In other cases, the long term DC value of the modulated signal is important, as building up a DC offset will tend to bias detector circuits out of their operating range. In this case special measures are taken to keep a count of the cumulative DC offset, and to modify the codes if necessary to make the DC offset always tend back to zero.
Many of these codes are bipolar codes, where the pulses can be positive, negative or absent. In the typical alternate mark inversion code, non-zero pulses alternate between being positive and negative. These rules may be violated to generate special symbols used for framing or other special purposes.
And here's how the content is stored on-disc:
Eight-to-Fourteen Modulation - Wikipedia, the free encyclopedia
Under EFM rules, the data to be stored is first broken into 8-bit blocks (bytes). Each 8-bit block is translated into a corresponding 14-bit codeword using a lookup table.
The 14-bit words are chosen such that binary ones are always separated by a minimum of two and a maximum of ten binary zeroes. This is because bits are encoded with NRZI encoding, or modulo-2 integration, so that a binary one is stored on the disc as a change from a land to a pit or a pit to a land, while a binary zero is indicated by no change. A sequence 0011 would be changed into 1101 or its inverse 0010 depending on the previous pit written. If there are 2 zeroes between 2 consecutive ones, then the written sequence will have 3 consecutive zeros (or ones), for example, 010010 will translate into 100011 (or 011100). The EFM sequence 000100010010000100 will translate into 111000011100000111 (or its inverse).
Or did you want to talk about HDMI?
Transition Minimized Differential Signaling - Wikipedia, the free encyclopedia
Transition Minimized Differential Signaling (TMDS) is a technology for transmitting high-speed serial data and is used by the DVI and HDMI video interfaces, as well as other digital communication interfaces. It replaces RAMDAC, used in analog VGA video interface.
The transmitter incorporates an advanced coding algorithm which has reduced electromagnetic interference over copper cables and enables robust clock recovery at the receiver to achieve high skew tolerance for driving longer cable lengths as well as shorter low cost cables.

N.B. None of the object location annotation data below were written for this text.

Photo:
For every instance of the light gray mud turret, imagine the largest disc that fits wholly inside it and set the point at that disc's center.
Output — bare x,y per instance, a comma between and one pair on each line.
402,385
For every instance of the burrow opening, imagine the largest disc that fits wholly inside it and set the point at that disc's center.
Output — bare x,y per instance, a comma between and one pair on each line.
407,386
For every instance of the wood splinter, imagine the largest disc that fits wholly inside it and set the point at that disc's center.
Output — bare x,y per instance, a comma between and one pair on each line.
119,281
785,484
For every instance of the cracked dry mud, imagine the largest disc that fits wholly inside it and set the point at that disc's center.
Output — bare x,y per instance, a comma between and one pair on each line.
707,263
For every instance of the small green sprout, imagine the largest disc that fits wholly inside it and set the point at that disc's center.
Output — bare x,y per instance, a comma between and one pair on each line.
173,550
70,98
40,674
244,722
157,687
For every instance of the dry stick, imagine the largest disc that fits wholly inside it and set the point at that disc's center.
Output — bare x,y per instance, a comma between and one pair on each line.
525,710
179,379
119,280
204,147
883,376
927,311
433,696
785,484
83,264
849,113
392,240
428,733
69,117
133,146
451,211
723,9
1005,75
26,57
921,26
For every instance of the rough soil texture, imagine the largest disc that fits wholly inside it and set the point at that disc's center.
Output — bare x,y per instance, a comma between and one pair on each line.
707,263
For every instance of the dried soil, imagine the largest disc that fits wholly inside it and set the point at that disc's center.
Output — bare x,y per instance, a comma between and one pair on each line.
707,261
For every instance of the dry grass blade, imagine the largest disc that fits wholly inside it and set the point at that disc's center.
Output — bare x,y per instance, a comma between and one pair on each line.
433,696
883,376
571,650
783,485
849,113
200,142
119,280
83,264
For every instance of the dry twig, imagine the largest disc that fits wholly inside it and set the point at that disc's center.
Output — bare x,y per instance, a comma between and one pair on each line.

The method is a form of 8b/10b encoding but using a non-standard code-set that differs from the IBM originated form. A two-stage process converts an input of 8 bit into a 10 bit code with particular desirable properties. In the first stage each bit is either XOR or XNOR transformed against the previous bit, whilst the first bit is not transformed at all. The encoder chooses between XOR and XNOR by determining which will result in the fewest transitions; the ninth bit is added to show which was used. In the second stage, the first eight bits are optionally inverted to even out the balance of ones and zeros and therefore the sustained average DC level. The tenth bit is added to indicate whether this inversion took place.
That goofy shit you're talking about is for wireless or long-haul low-speed data transmission, and is irrelevant as it applies to consumer electronics and home theater.